I recently graduated with my B.A. in English and minor in Religion from George Fox University, where I learned a multitude of skills I can bring to this position, plus maybe sixty percent of the things you are formally asking for. Which is not to say I cannot pick up the things you are asking for. So well, in fact, that you may mistake me for an expert a skill I developed a mere night before. Learning on the job is a talent every employee should have, and joining your company would allow me to take this ability to the next level, plus prove an incredible boon to you. While you may think you are looking for someone who knows what’s going on all the time, I can offer you something more important: someone who appears to know what’s going on all the time. Clients respond well to this, and I am happy to prove my skillset to you.

The primary hole in my qualifications for this position is formal work experience: I have not yet completed the preferred four to six years in marketing or advertising, as I just finished my degree and spent my time in undergrad telling myself that the real world will wait while enrolling in electives like Quaker Studies and Badminton. But please, do not assume that a few gaps in my formal training in any way make me an unqualified worker. I have a number of skills gained from other jobs and internships that I plan to bring to the table.

I am a quick learner who spent many days in undergrad becoming a semi-expert in a variety of topics literally overnight. I am part of a network of professionals in a variety of fields who will let me bug them for whatever information I need (and who I actually want to talk to now that I do not have to share dorm hall showers with them). And I have extensive experience collaborating with clients, co-workers, and supervisors alike, and can respond to requests, both clear and passive-aggressive, with a perfect mix of professional attention and personal apathy objectivity.

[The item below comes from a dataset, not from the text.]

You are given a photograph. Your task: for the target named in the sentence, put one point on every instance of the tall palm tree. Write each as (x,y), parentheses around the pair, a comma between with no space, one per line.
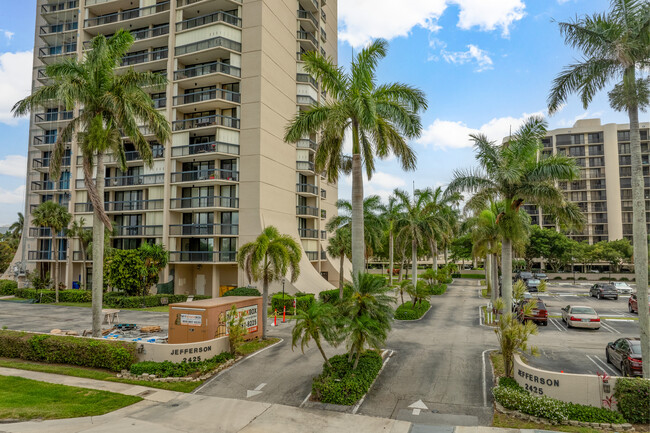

Also, I know we’re not supposed to talk about this, but can I just tell you? You can pay me less. This is my first real foray into the workforce, which means I still think twelve dollars an hour and the most basic insurance is an amazing deal. Just something to think about.

I can be reached by phone any time, except the very irregular hours I am at my current retail job, at (212) 664-7665. Please do not hesitate to contact me with any questions or concerns. (Although I would appreciate it if you did not actually call with concerns. I agonized about even including the offer in this letter, as I am a little concerned a potential employer calling me at home to discuss reservations about my skill set may cause me to literally melt into the floor.)

Thank you for your consideration. I look forward to hearing from you soon.